[LU-7426] DNE3: improve llog format for remote update llog - Whamcloud Community JIRA

Details

Type: Improvement
Resolution: Unresolved
Priority: Major
Fix Version/s: None
Affects Version/s: Lustre 2.8.0
Labels:
- dne3
- patch
- recovery
- scalability

Severity:
3
Rank (Obsolete):
9223372036854775807

Description

Current llog bitmap header and records structure is not very nice for recording update llog of DNE, especially for remote update log.

In DNE, update records will be written by top_trans_start()->sub_updates_write()->llog_osd_write_rec()->osp_md_write(), where the write buffer (header bitmap + record) will be packed into the RPC buffer, then it will be sent during transaction stop.
To avoid bitmap being over-written, these RPC needs be serialized and also sent with certain order.
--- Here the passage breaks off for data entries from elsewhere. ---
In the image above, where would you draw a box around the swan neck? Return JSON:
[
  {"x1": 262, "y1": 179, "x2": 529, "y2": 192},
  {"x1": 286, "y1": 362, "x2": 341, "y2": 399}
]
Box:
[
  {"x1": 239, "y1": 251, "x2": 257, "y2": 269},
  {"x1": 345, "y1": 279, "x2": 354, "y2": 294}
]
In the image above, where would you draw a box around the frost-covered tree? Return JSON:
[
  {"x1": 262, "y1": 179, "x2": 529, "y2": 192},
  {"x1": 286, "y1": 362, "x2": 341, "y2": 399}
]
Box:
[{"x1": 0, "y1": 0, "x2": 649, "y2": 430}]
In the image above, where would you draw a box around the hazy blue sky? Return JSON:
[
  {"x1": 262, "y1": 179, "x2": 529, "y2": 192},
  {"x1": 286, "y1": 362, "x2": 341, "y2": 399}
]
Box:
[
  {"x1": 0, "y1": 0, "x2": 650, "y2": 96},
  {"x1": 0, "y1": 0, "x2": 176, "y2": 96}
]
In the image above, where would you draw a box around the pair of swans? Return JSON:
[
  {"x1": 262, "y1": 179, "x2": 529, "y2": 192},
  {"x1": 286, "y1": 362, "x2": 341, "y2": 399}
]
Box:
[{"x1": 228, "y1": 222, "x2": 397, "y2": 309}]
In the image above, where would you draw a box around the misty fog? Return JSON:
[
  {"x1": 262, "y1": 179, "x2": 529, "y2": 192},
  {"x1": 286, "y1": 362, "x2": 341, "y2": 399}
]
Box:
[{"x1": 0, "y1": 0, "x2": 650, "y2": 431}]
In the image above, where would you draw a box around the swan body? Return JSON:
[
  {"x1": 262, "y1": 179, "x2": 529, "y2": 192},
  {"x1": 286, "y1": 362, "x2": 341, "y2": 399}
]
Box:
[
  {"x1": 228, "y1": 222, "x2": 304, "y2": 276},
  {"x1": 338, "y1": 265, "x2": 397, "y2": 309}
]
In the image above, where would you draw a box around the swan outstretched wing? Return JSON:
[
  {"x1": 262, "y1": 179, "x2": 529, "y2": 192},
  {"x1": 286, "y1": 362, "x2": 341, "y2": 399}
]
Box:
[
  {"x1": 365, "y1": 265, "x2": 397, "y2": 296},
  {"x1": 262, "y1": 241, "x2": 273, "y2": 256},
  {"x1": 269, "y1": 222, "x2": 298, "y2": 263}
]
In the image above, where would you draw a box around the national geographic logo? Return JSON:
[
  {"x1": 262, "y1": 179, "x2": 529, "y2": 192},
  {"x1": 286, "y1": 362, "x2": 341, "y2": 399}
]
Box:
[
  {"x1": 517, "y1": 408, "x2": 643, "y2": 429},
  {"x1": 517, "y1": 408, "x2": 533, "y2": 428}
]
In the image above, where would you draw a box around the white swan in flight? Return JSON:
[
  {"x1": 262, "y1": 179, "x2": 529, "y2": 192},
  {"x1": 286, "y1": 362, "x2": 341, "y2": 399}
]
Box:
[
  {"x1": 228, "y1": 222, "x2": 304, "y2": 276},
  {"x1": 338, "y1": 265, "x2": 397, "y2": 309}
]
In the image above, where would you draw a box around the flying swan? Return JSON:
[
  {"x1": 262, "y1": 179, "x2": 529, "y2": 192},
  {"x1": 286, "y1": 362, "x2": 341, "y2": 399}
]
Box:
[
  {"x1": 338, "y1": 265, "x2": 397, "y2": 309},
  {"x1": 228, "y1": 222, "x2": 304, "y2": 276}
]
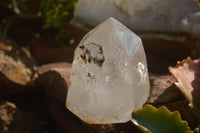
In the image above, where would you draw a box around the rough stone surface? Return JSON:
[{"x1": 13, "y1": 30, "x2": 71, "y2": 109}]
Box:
[
  {"x1": 66, "y1": 18, "x2": 149, "y2": 124},
  {"x1": 36, "y1": 63, "x2": 71, "y2": 102},
  {"x1": 0, "y1": 101, "x2": 50, "y2": 133}
]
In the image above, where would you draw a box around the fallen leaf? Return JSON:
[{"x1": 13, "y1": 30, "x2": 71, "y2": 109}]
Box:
[
  {"x1": 132, "y1": 105, "x2": 192, "y2": 133},
  {"x1": 169, "y1": 57, "x2": 200, "y2": 118}
]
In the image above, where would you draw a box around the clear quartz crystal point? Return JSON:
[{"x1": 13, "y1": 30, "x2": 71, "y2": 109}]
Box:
[{"x1": 66, "y1": 18, "x2": 149, "y2": 124}]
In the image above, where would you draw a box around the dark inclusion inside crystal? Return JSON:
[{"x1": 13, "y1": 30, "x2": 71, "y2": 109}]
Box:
[{"x1": 79, "y1": 42, "x2": 105, "y2": 67}]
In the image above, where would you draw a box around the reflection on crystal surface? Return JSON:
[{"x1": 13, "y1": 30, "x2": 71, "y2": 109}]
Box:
[{"x1": 66, "y1": 18, "x2": 149, "y2": 124}]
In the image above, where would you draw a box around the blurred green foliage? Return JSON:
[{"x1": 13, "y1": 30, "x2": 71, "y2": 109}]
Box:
[
  {"x1": 42, "y1": 0, "x2": 77, "y2": 44},
  {"x1": 4, "y1": 0, "x2": 77, "y2": 44}
]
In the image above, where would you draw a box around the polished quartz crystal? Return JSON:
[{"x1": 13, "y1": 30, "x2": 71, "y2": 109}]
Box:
[{"x1": 66, "y1": 18, "x2": 149, "y2": 124}]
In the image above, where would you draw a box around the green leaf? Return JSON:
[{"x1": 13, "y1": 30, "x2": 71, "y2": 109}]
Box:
[
  {"x1": 169, "y1": 57, "x2": 200, "y2": 118},
  {"x1": 132, "y1": 105, "x2": 192, "y2": 133}
]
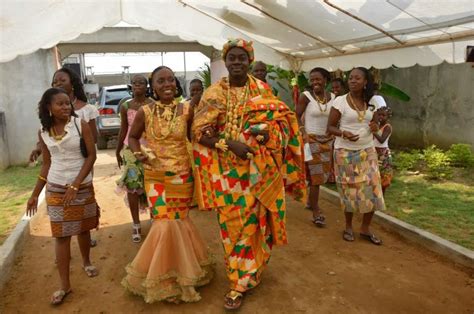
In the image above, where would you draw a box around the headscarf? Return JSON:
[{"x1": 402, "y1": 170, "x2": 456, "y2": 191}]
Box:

But there are still other problems. In llog_osd_write_rec(), it will packed header information (bitmap, lgh_index, offset etc) into the RPC buffer, but the RPC will not be sent until the transaction stop. Then these information might be invalid when the RPC is being sent, especially if the previous llog update RPC fails. And these RPCs are executed on the remote MDT, it will definitly make update llog corrupted.

There are a few options to fix the problem

1. Once any llog update RPC fails, then all of the following RPC in the sending list fails, and OSP will update the header and the new RPC will be packed with updated header. This is 2.8 approach in patch http://review.whamcloud.com/16969 "LU-7039 llog: update llog header and size", and it is easy to implement but not very nice.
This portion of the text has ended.